Weber, neredeyse tüm kaynaklarda alıntılanan ünlü sınıflandırmasında geleneksel, tanrısal-karizmatik ve yasal-ussal meşruiyet olarak üç meşruiyet tipinden söz etmektedir. Kuşku yok ki çağdaş dünyada bir analiz aracı olarak geçerlilik taşıyan meşruiyet kavramı, bu sınıflandırmada üçüncü tipe giren meşruiyettir. Yasal-ussal meşruiyet tipini diğerlerinden ayıran, meşruiyetin kaynağı olan toplumsal onayın ve desteğin hukuka ve akla dayanması ve demokratik kurallara uygun olmasıdır.

Sosyal devlet üzerine yapılan çok sayıda araştırmada meşruiyet ve toplumsal kabul terimleri, eş anlamlı olarak kullanılmaktadır. Görebildiğimiz kadarı ile yalnızca bir çalışmada sosyal kabul ile meşruiyet arasındaki farka değinilmekte, bunlardan ilkinin toplumda pasif olarak onay bulmayı ima etmesine karşılık, ikincisinin aktif olarak desteklenmeyi anlattığı belirtilmektedir (Nef, 2002:2). Bu vurgu ile de özünde toplumsal kabul ile meşruiyet terimleri arasındaki yakın ilişkinin altı çizilmektedir.

Özel olarak sosyal kabul kavramı üzerine yazılmış bir kitapta bu terim, kabule konu olan ile (ör: Sosyal devlet), kabul derecesine bakılan (ör: ücretli çalışanlar) ve toplumsal bağlam (kontex) arasındaki karşılıklı ilişki ve etkileşim çerçevesinde kavramlaştırılmaktadır (Lucke, 1995:87). Lucke’ye göre sosyal kabul, “Belirli görüşlerin, önlemlerin, önerilerin

(7)

veya kararların, verili toplumsal koşullarda tanımlanabilir toplumsal gruplar tarafından onay bulması ve onaylanabilirlik niteliğinin öngörülebilir olmasıdır” (Lucke, 1995:104).

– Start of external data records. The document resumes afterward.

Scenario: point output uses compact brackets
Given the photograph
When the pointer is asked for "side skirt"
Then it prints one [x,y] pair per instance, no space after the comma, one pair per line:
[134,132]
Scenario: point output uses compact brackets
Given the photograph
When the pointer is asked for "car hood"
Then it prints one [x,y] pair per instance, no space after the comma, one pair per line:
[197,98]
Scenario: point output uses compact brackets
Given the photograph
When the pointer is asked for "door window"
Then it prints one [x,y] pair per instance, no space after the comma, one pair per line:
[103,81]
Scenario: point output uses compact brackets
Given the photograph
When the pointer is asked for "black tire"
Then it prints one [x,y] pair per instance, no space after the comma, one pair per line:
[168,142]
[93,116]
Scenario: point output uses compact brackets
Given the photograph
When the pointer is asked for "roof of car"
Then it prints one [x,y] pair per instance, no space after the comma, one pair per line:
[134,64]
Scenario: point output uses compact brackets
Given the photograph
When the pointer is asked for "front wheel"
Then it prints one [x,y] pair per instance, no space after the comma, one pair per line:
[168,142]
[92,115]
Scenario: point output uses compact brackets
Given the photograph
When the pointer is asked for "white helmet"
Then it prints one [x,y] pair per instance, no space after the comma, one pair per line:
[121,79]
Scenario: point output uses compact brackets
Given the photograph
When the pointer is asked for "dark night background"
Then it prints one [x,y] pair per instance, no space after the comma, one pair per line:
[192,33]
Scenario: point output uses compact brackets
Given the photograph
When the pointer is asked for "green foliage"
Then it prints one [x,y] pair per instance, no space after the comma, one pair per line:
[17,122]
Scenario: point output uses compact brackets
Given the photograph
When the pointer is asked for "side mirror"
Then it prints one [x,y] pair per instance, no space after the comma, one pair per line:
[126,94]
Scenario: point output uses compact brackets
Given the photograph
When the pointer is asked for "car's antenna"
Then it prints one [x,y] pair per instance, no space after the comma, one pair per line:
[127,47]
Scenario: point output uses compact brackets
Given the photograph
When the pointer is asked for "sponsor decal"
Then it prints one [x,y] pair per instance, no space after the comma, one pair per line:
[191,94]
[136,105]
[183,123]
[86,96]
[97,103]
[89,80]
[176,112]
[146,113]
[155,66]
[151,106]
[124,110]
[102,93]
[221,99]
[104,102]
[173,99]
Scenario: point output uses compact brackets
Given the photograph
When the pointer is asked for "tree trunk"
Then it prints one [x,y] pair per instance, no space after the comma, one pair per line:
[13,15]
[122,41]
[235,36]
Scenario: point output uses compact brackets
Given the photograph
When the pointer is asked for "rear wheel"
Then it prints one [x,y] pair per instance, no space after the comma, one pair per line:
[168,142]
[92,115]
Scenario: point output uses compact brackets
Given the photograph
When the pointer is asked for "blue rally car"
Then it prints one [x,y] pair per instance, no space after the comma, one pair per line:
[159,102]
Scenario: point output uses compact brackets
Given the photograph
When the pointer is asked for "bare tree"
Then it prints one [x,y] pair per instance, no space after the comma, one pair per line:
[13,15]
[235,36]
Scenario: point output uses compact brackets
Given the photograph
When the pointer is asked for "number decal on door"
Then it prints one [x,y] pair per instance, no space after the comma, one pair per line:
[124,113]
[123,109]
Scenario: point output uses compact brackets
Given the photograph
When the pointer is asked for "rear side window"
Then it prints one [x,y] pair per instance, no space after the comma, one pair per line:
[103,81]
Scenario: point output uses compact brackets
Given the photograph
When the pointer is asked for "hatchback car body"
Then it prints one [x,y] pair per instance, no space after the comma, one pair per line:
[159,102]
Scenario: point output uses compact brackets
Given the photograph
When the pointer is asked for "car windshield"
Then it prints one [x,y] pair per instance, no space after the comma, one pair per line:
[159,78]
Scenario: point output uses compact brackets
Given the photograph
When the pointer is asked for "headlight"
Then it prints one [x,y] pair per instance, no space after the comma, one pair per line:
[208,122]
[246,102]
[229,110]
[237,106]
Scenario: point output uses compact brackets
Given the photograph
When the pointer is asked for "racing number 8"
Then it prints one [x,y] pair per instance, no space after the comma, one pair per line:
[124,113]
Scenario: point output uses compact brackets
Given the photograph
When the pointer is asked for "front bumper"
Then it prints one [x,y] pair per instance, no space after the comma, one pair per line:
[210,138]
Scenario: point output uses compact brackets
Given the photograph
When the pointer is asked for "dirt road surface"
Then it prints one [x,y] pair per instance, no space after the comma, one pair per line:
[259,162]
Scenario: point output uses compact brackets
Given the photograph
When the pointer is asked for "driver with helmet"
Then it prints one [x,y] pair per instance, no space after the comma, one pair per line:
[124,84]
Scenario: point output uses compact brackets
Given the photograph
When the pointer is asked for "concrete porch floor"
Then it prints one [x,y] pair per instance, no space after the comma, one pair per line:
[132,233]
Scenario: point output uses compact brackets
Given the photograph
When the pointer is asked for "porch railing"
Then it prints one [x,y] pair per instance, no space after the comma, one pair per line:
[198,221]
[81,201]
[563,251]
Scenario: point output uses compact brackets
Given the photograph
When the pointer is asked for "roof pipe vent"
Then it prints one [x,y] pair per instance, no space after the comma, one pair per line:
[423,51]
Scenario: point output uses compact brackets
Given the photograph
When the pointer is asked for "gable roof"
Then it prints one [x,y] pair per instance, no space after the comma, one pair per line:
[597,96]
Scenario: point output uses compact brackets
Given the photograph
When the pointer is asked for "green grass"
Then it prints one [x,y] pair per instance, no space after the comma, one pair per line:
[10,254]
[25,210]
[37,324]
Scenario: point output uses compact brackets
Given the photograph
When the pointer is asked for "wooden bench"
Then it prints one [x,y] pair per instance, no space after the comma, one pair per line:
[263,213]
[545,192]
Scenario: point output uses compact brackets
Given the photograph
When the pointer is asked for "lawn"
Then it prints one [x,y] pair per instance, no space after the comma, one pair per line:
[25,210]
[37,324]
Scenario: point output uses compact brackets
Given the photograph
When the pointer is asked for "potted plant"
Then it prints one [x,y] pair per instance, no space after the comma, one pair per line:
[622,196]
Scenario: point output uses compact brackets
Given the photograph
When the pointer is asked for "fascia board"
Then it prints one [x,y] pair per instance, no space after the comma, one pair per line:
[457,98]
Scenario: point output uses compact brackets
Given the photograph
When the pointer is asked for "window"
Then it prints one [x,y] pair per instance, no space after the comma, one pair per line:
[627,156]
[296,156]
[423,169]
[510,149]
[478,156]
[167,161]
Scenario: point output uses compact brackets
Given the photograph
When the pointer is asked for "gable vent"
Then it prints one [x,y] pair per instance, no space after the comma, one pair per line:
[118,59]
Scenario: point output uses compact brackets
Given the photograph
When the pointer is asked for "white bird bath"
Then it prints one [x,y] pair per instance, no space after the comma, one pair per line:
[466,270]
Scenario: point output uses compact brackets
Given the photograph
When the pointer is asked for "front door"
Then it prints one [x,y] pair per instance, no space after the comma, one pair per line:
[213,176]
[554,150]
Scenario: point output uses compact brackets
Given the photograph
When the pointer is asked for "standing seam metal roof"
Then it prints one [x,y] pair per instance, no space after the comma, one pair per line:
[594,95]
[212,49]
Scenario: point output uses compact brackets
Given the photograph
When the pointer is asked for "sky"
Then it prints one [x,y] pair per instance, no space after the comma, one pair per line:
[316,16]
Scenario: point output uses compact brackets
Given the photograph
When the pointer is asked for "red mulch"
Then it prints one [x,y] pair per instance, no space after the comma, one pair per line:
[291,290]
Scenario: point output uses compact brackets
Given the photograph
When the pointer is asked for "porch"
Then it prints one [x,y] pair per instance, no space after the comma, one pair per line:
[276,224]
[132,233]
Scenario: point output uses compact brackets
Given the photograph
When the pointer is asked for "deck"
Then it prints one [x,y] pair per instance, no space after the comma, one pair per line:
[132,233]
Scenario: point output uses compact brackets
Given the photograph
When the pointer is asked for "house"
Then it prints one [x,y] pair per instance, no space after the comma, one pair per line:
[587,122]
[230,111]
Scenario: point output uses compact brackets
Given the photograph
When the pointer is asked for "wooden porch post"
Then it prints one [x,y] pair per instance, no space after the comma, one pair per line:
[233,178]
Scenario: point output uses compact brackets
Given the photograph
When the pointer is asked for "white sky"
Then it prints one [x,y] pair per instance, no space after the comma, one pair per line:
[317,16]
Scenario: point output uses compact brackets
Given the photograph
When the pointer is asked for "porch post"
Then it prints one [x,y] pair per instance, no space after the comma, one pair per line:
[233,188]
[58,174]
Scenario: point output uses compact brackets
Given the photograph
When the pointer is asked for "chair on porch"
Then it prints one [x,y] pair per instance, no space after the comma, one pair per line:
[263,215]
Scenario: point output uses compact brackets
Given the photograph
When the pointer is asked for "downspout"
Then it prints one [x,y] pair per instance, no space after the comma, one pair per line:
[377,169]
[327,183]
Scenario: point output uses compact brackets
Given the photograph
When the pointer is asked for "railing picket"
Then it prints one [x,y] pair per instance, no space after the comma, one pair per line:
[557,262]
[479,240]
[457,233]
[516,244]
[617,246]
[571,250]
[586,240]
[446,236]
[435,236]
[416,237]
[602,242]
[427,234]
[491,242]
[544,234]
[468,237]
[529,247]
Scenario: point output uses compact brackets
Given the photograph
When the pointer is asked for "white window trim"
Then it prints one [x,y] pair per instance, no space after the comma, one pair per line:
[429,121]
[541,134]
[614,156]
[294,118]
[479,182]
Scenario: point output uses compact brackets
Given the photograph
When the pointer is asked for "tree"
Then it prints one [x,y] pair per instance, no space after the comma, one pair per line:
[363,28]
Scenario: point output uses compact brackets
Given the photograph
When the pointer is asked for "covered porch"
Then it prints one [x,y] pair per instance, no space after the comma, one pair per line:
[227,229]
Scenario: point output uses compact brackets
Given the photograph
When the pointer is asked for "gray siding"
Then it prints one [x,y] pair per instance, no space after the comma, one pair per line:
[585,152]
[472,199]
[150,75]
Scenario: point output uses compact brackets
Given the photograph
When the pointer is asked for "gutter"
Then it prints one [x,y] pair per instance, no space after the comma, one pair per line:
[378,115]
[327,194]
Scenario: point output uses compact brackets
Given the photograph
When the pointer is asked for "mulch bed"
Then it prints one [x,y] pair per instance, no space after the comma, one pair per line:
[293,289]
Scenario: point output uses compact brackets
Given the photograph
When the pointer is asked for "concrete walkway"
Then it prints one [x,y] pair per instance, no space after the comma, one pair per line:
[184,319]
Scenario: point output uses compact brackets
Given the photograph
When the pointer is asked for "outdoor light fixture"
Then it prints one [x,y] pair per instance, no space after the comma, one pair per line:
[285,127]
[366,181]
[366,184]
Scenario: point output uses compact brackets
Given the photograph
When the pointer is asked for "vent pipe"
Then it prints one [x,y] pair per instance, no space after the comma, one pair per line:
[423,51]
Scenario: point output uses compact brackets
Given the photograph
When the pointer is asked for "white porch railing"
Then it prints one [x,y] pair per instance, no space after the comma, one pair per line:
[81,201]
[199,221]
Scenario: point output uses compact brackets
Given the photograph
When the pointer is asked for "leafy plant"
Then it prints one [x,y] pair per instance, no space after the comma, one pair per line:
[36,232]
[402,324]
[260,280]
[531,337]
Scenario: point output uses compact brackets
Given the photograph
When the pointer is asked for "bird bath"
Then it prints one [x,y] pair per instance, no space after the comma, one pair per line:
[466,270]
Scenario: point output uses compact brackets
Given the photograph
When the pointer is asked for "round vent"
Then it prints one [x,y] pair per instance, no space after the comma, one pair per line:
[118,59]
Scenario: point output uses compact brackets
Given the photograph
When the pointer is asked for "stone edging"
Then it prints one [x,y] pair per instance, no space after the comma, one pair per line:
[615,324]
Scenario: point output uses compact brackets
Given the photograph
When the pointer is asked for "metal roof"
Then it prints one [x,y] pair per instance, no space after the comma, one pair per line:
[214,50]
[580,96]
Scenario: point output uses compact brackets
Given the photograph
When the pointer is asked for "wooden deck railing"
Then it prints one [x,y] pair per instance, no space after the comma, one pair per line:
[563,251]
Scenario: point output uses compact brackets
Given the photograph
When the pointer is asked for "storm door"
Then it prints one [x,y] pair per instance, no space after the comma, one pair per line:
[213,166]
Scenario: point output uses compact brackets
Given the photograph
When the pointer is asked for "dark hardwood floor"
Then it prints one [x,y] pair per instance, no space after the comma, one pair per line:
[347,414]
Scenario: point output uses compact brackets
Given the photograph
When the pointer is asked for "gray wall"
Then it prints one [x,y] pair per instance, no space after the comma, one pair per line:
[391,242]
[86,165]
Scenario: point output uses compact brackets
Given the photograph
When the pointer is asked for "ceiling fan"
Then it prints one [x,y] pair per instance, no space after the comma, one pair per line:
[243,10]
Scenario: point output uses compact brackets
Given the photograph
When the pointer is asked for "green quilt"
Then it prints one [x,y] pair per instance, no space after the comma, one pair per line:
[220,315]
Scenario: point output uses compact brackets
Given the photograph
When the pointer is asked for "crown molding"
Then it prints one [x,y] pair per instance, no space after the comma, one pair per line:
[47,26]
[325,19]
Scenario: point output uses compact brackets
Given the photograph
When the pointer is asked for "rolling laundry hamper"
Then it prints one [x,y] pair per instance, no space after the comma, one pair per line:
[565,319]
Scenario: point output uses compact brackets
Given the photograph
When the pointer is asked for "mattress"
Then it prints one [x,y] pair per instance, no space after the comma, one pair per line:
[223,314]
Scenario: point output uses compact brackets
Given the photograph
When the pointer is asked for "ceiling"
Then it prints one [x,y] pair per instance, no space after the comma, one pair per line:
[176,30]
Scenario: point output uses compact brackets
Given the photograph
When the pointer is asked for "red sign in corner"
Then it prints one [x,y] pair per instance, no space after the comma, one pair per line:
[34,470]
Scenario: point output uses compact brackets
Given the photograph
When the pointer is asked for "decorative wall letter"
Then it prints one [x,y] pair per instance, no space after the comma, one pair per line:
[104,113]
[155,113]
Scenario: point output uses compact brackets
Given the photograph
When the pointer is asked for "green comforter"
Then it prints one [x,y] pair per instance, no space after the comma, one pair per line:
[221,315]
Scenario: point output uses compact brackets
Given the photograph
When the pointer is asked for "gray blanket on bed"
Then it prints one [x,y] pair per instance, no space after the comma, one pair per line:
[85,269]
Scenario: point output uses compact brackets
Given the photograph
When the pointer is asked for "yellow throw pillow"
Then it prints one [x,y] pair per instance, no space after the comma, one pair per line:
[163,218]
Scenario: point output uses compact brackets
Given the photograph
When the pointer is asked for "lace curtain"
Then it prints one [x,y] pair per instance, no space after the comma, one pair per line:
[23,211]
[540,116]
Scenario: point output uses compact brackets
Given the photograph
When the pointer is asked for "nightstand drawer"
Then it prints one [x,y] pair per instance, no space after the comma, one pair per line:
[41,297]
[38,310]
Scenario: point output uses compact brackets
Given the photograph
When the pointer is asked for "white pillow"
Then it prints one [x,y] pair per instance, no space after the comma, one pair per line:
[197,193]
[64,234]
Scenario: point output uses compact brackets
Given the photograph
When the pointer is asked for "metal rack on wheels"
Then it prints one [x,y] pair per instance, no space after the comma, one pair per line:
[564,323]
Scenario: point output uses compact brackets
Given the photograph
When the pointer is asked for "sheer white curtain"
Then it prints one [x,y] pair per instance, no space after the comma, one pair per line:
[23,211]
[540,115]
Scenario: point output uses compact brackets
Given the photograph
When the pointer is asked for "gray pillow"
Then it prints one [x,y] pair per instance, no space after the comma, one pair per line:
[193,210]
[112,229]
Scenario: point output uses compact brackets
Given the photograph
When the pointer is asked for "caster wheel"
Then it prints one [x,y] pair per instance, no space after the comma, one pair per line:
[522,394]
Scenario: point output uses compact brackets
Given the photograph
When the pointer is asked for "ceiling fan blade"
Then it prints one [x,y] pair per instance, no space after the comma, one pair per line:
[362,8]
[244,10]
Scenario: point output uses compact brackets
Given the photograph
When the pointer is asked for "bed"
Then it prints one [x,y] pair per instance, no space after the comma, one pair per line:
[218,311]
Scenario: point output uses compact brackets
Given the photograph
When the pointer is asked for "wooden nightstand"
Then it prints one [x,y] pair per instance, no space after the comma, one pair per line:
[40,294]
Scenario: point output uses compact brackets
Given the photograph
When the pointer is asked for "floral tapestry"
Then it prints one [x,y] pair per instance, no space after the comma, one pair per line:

Yukarıdaki açıklamalardan çıkarılabileceği gibi meşruiyet kavramı, salt normatif olmayan, ampirik ve analitik boyutu bulunan bir kavramdır. Analitik bir kategori olarak meşruiyet, bir ölçüm kavramıdır ve meşruiyete konu olanın, ilgililer tarafından ne düzeyde kabul gördüğünü belirleme aracıdır. Diğer taraftan sabit, değişmez bir meşruiyet konsepti, evrensel bir meşruiyet tanımı yoktur. Meşruiyet kıstasları, gerek kavramsal gerek ampirik olarak toplumsal bağlamla ve zamanla birlikte değişime uğrar. Bir toplumsal bağlamda meşru olarak nitelenebilen bir sistem, başka bir tarihte ve toplumsal bağlamda meşruiyet krizi içine girebilir ya da gayri-meşru hale gelebilir. Bu değişim, toplumda egemen değerlerin ve görüşlerin değişiminden kaynaklanabileceği gibi, meşruluğu tartışılan sistemin edimlerine ve uygulamalarına bağlı olarak da ortaya çıkabilir. Her sistem, kendi pratiği ile toplumda meşru olarak kabul görüp görmemesini büyük ölçüde belirler (Kapani, 2002:82;Lexikon der Politik,2003:3). İşte meşruiyet krizi nitelemesi, bir sistemin varlığının ve inandırıcılığının zayıfladığını, geniş toplum çoğunluğu nezdinde tartışmalı hale geldiğini, daha önce var olan toplumsal kabulün erozyona uğradığını ima eder. Meşruiyet krizi, doğrudan sistemin edimlerinden kaynaklanabilir; değişen toplumsal çerçeve koşulların ve/veya toplumda egemen görüşlerdeki ve değerlerdeki değişimin veya bunların bir bileşkesinin ürünü olabilir.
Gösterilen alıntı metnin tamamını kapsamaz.